To grow peanuts in a home garden, prepare the soil by loosening it to remove crusts, and have a soil test done to ensure it has the recommended pH. Plant the peanuts, and hill them when they are about 12 inches high. The National Peanut Board recommends watering the plants when they peg and keeping the soil moist until the last week before you harvest the peanuts.
Peanuts have a growing season that lasts up to 130 frost-free days. Yankee Publishers recommends that you plant peanuts a few weeks following the last frost date in spring or if you live in the Northern parts of the United States, opt for the early maturing variety.
The National Peanut Board says you should prepare the soil to the recommended 5.8 to 6.2 pH. In case the soil has a calcium deficiency based on a soil test, apply some garden gypsum to condition it. Gently crack the peanuts open without removing their peanut skins in readiness for planting. Plant the peanuts 2 inches deep and 6 inches apart in a row, and allow 3 feet between rows.

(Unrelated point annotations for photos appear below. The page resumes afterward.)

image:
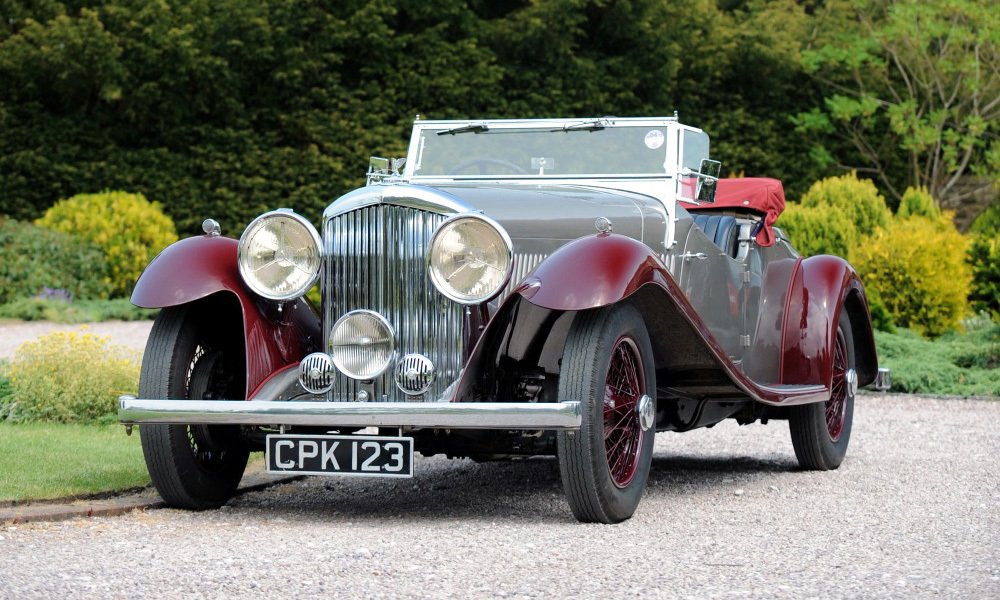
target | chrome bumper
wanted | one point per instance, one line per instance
(450, 415)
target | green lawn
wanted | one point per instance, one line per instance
(39, 460)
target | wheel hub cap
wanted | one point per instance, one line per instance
(647, 412)
(851, 378)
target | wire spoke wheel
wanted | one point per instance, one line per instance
(192, 466)
(821, 431)
(608, 366)
(836, 406)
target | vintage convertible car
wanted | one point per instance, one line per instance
(562, 287)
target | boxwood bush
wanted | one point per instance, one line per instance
(69, 377)
(33, 259)
(129, 229)
(961, 364)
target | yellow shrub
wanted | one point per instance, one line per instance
(916, 269)
(818, 230)
(858, 199)
(129, 229)
(917, 202)
(69, 377)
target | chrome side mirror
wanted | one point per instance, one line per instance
(708, 176)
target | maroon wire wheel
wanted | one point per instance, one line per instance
(623, 388)
(836, 406)
(608, 367)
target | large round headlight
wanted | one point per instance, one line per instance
(470, 258)
(279, 255)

Once the plants reach about 12 inches, cultivate around them to allow the pegs to penetrate the soil easily. Hill them to control weeds, and mulch the growing plants with straw. The peanut plants flower and later grow toward the ground, back into the soil. Ensure to moisten the soil when the plants begin to peg up to a week before harvesting. The plants eventually yellow, implying the peanuts are ready for harvesting, which involves digging out the plants, ridding them of the soil and drying them indoors for about a month.